# Introduction To Data Science - Final Project

## Group members:

| Name              | ID       |
|-------------------|----------|
| Pham Dang Son Ha |          |
| Tran Dai Nien     | 21127664 |
| Nguyen Cao Khoi   |          |
| Nguyen Phan Minh Triet  | 21126007  |

## Table of Contents

1. [Data Collection](#data-collection)

2. [Data Preprocessing and Exploration](#data-preprocessing-and-exploration)

3. [Data Modeling](#data-modeling)

4. [Reference](#references)

## Data Collection

# 1. Set-up environment

### Import Required Libraries: Import the necessary Python libraries - requests, BeautifulSoup, pandas, and time.

In [1]:
#Necessary Packages
!pip install bs4
!pip install requests
!pip install pandas
!pip install numpy
import time
import requests
import numpy as np
import pandas as pd
from bs4 import BeautifulSoup



# 2. Collect data from a website by parsing HTML

### List of collected information

Information related to the movie, including:

- `names`: Movie titles.
- `years`: Release years of the movies.
- `genres`: Categories or genres the movies belong to.
- `lengths`: Duration or length of the movies.
- `rating_stars`: Ratings received by the movies.
- `metascores`: Metascores assigned to the movies (if available).
- `votes`: Total votes accumulated by the movies.
- `grosses`: Box office gross earnings of the movies (if available).
- `directors`: Directors of the movies.
- `stars`: Lead actors/actresses in the movies.
- `descriptions`: Synopsis or descriptions of the movies.

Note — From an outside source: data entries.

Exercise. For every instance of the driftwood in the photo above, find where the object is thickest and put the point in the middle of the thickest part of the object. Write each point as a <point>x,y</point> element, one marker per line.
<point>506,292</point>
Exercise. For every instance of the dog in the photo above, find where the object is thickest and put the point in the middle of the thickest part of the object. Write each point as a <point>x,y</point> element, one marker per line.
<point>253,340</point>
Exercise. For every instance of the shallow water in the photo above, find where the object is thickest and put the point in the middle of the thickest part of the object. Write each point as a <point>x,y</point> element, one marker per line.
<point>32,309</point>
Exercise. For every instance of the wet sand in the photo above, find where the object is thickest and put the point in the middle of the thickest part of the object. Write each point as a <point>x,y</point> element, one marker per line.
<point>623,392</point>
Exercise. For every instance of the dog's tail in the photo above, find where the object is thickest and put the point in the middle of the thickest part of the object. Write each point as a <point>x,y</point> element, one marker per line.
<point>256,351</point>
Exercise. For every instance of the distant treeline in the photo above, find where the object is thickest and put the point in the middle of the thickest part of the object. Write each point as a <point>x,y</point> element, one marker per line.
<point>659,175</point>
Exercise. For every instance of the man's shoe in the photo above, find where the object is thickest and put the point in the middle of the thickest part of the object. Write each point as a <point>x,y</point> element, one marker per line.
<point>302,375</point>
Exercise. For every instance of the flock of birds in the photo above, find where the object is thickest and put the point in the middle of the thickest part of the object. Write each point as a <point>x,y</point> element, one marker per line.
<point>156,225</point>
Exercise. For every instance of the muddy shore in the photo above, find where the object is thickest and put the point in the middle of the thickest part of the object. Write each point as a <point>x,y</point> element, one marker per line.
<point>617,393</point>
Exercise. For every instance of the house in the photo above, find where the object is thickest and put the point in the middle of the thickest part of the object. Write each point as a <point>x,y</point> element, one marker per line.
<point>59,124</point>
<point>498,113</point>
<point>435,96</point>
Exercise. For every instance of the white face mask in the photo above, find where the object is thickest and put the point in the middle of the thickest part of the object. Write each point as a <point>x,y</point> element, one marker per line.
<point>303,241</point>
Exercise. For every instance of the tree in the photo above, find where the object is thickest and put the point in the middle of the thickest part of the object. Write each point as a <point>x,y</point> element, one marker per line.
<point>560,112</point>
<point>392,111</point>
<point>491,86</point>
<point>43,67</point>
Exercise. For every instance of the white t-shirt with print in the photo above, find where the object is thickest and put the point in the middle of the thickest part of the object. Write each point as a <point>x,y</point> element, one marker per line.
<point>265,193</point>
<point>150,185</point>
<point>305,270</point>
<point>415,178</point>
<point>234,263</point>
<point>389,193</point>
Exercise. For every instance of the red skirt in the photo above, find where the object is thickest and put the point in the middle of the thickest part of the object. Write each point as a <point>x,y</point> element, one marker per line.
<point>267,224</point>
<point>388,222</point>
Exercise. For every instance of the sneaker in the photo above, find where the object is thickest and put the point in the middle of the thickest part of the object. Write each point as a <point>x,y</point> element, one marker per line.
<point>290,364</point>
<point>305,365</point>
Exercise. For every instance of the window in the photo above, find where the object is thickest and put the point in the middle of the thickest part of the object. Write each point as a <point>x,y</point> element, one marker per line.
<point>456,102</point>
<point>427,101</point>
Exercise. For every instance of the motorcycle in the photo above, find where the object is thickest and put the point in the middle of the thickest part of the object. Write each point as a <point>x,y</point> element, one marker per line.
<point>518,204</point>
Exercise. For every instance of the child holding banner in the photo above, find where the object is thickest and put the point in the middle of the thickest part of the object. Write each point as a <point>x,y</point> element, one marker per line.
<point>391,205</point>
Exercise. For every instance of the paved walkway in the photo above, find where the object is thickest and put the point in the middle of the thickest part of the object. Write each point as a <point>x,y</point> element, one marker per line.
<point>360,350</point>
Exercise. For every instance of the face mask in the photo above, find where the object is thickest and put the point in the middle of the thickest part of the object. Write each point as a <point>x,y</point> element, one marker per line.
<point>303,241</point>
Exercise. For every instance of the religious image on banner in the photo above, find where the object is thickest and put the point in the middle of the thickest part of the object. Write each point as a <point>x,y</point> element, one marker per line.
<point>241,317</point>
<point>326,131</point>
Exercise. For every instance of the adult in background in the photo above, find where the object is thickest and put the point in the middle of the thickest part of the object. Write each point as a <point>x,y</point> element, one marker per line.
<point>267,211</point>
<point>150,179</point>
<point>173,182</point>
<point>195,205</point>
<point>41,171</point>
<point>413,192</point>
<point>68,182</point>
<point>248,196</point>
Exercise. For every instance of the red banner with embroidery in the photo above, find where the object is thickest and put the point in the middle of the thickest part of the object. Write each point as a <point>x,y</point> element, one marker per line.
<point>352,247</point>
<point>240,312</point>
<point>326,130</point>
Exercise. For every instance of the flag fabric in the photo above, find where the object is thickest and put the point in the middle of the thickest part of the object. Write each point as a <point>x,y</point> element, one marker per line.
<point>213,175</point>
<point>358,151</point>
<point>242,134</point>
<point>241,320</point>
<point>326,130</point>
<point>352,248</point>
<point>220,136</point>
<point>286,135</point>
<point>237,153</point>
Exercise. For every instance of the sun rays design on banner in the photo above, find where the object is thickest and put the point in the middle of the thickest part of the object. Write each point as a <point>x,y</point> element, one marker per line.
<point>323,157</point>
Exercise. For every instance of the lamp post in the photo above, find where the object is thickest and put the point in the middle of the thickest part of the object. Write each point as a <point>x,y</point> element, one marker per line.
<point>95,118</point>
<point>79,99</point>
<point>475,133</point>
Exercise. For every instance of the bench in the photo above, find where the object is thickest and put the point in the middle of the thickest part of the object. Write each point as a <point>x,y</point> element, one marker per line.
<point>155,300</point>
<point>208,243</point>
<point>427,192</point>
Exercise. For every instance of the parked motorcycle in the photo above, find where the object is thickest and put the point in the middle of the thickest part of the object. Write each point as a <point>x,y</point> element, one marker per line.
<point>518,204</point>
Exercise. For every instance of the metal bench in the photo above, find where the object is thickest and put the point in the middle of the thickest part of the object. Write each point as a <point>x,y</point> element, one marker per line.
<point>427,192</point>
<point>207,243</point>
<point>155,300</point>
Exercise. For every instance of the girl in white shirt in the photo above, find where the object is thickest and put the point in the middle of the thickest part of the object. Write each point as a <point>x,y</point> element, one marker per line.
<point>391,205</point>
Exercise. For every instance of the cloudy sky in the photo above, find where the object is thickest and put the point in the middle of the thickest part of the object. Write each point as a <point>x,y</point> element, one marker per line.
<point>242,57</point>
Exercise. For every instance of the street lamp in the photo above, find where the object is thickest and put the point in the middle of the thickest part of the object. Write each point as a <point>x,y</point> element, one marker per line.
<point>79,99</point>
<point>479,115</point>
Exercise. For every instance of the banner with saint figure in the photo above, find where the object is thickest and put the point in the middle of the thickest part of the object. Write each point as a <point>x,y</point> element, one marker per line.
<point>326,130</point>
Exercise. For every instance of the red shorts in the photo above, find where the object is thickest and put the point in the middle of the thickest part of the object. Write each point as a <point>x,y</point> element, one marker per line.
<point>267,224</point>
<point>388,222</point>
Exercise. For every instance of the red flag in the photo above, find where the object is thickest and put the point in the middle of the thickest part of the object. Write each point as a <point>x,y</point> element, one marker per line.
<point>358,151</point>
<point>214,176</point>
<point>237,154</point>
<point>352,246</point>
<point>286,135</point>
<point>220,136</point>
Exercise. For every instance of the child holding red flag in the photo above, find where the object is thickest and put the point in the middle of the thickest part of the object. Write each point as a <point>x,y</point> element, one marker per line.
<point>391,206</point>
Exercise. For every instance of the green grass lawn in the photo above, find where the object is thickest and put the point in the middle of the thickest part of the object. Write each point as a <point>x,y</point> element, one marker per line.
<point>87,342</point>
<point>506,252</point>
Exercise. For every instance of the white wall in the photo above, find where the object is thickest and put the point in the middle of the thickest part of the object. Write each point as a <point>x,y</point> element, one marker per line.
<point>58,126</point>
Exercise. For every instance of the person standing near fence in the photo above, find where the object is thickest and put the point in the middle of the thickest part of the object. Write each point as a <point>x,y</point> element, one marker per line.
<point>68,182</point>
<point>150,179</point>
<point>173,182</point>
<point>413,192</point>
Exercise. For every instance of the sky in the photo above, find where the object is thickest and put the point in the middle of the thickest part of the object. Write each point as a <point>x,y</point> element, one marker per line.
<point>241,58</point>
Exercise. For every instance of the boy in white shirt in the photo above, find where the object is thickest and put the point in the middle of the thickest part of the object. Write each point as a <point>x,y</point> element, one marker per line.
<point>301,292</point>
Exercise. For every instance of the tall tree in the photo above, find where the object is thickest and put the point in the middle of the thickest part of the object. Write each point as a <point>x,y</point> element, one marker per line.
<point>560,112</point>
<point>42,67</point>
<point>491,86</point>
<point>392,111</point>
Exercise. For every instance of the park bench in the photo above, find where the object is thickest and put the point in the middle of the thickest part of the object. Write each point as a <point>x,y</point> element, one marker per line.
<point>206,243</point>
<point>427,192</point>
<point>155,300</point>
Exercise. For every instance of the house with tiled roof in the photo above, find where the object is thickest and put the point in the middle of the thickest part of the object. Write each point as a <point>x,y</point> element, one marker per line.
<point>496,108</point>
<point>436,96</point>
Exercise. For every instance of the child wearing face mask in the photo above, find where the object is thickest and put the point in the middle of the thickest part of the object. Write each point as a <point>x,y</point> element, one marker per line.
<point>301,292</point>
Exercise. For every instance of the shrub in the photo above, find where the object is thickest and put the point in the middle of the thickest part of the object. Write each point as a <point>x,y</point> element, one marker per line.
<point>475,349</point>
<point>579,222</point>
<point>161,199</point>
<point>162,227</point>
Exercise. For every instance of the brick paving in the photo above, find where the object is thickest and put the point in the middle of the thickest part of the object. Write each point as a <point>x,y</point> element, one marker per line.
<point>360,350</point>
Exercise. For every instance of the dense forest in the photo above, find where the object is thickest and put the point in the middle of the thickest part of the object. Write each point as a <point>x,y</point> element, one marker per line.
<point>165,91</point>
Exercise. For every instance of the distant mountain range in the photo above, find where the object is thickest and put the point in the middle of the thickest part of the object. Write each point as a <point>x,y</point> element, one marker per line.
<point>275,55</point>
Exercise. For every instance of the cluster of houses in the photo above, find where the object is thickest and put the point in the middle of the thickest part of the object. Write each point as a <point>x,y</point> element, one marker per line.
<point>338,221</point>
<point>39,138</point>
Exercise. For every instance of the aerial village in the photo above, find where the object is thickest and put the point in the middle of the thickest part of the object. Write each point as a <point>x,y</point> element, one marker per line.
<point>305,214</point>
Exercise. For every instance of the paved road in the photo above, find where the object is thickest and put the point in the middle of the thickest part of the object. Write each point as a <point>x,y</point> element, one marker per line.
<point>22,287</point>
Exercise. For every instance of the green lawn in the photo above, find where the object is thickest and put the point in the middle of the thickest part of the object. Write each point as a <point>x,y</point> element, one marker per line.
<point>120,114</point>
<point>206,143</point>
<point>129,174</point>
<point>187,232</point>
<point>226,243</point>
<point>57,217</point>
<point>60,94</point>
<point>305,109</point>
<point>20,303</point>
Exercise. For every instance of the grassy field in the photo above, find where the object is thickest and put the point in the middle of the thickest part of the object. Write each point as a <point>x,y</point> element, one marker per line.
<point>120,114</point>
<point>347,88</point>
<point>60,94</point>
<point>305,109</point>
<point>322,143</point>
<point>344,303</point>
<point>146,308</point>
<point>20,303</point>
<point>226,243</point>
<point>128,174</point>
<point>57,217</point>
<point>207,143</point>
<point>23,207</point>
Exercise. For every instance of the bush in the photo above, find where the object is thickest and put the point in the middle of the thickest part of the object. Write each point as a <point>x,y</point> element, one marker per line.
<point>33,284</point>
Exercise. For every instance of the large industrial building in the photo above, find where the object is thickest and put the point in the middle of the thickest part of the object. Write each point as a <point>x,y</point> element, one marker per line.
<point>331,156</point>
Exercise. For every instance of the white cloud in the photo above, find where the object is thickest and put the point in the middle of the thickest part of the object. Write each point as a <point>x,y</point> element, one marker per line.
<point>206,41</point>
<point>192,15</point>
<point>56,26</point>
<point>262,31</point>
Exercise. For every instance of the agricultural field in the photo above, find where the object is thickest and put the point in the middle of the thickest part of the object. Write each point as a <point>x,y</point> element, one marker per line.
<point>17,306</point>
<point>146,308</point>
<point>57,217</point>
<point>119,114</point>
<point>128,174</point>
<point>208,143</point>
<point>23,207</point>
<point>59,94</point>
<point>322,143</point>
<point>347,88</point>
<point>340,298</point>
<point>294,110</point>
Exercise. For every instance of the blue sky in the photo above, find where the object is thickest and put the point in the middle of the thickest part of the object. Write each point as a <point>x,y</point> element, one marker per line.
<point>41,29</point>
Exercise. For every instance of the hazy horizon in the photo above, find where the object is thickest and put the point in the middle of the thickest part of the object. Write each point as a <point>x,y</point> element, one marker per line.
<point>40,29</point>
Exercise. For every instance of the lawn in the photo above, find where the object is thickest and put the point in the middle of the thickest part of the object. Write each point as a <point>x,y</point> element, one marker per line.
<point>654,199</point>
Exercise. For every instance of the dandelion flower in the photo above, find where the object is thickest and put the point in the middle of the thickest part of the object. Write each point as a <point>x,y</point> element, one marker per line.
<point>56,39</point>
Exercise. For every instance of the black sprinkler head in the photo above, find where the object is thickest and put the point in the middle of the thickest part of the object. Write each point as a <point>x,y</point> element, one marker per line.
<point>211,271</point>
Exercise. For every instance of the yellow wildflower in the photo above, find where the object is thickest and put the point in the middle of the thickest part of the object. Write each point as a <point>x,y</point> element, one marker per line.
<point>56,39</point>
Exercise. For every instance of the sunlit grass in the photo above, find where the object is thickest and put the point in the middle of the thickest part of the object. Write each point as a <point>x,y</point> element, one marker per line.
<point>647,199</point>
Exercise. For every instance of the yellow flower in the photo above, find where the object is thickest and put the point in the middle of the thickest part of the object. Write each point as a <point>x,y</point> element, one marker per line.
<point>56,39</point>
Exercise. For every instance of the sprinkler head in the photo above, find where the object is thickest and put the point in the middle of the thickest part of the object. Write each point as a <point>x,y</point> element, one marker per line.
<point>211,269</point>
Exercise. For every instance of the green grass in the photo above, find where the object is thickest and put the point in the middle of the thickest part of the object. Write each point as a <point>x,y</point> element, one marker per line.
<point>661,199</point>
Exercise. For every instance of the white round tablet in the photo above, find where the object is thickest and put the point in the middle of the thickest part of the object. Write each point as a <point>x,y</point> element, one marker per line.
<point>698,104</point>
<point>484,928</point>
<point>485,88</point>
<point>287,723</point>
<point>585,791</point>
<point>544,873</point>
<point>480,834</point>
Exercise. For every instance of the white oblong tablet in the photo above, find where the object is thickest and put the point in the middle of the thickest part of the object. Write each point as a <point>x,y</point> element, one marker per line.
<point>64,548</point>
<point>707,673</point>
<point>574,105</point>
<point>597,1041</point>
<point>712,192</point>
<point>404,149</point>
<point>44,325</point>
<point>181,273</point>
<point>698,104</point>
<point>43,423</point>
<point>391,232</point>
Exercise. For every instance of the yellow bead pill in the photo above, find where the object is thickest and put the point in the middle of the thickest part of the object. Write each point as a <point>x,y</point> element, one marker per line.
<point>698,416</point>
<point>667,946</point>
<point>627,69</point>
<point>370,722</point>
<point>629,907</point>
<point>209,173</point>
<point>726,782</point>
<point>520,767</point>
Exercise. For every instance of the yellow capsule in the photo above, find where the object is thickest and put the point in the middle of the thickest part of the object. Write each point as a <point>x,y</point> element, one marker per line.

### Data Collection Process:

- Identify the URL of the webpage containing the list of movies to be scraped.
- Use the requests library to send GET requests to each page of the IMDb website.
- Parse the HTML of the webpage using BeautifulSoup to extract information about the movies.
- Iterate through each movie to collect details such as title, release year, genre, rating, - Metascore, votes, earnings, director, main cast, and description.
- Store the collected information in a DataFrame using the pandas library.

In [2]:
def collect_data(base_url, num_movies, movies_per_page=100):
    # Initialize lists for storing data
    names = []
    years = []
    genres = []
    lengths = []
    rating_stars = []
    metascores = []
    votes = []
    grosses = []
    directors = []
    stars = []
    descriptions = []

    # Iterate over the specified number of pages
    for page in range(1, int(num_movies / movies_per_page) + 1):
        try:
            # Construct the URL for the current page
            url = f"{base_url}&page={page}"
            
            # Send a GET request to the URL
            response = requests.get(url)
            time.sleep(2)  # Respectful crawling by adding delay

            # Check if the response status code is 200 (OK)
            if response.status_code == 200:
                # Parse the HTML content of the page
                soup = BeautifulSoup(response.text, 'html.parser')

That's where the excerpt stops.